In the meantime, after putting down their blankets, Ronicky declared his intention of taking a ride on Lou by way of a nightcap. For he declared that he could not possibly sleep so soon after their rest of the midday. Father and daughter had too much to talk over to object strenuously. And a moment later he left the cabin. They heard his mare whinny a greeting to him, and then the roll of her gallop passed down the hill and out of hearing. Hugh Dawn listened to the disappearing sound, his head cocked upon one side.

“There,” he said, “goes a queer one!”

“Queer?” echoed Jerry, with a distinct lack of enthusiasm.

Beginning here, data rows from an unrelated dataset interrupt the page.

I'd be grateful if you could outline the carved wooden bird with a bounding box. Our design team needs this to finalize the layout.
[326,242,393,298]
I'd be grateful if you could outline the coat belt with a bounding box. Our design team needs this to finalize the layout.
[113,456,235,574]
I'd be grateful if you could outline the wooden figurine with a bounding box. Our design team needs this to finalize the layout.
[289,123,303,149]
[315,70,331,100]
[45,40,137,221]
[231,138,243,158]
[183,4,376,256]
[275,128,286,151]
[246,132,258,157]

“That’s what I said. Never saw the like of him yet, and I’ve seen a pile of men, rough and smooth and all kinds.”

“Of all the kinds I’ve known,” said his daughter hotly, “he’s the the finest, the bravest, the most generous.”

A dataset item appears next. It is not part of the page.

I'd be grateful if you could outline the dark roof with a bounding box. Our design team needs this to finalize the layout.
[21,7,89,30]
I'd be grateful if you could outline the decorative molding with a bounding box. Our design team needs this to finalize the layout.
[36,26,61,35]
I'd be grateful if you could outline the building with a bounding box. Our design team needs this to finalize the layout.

“Sure, sure! He’s all of that and more. I’m not holding it against him. But he’s a wild one, if ever I saw a man!”

“Wild?”

“What d’you call it when a fellow hears news about somebody he’s never heard mentioned before, and then rides twenty miles and takes his life in his hands to give a warning?”

“You haven’t told me yet — so many things have been happening — how you came to catch him in the hall of the house.”

“I was at the window in the hall. I saw Ronicky climb up the side of the house, but the distance and the dark made it a hard job to shoot from where I was, even though I was sure that he was one of Moon’s men come for me. I sneaked around into the place in front of the stairs where they turn into the hall on the second floor, and when he came down I flashed the electric torch at him and shot. How I missed, I don’t know. But he changed into a wild cat the minute the light hit him. He jumped here and there like a flash, and before I could land him he swung on me and knocked me out. Where he got the muscle to do it out of those skinny arms of his, beats me; but it ain’t the only thing about him that beats me. Look at the way he talks to his hoss like she was human. Look at the way he goes off riding alone by night!”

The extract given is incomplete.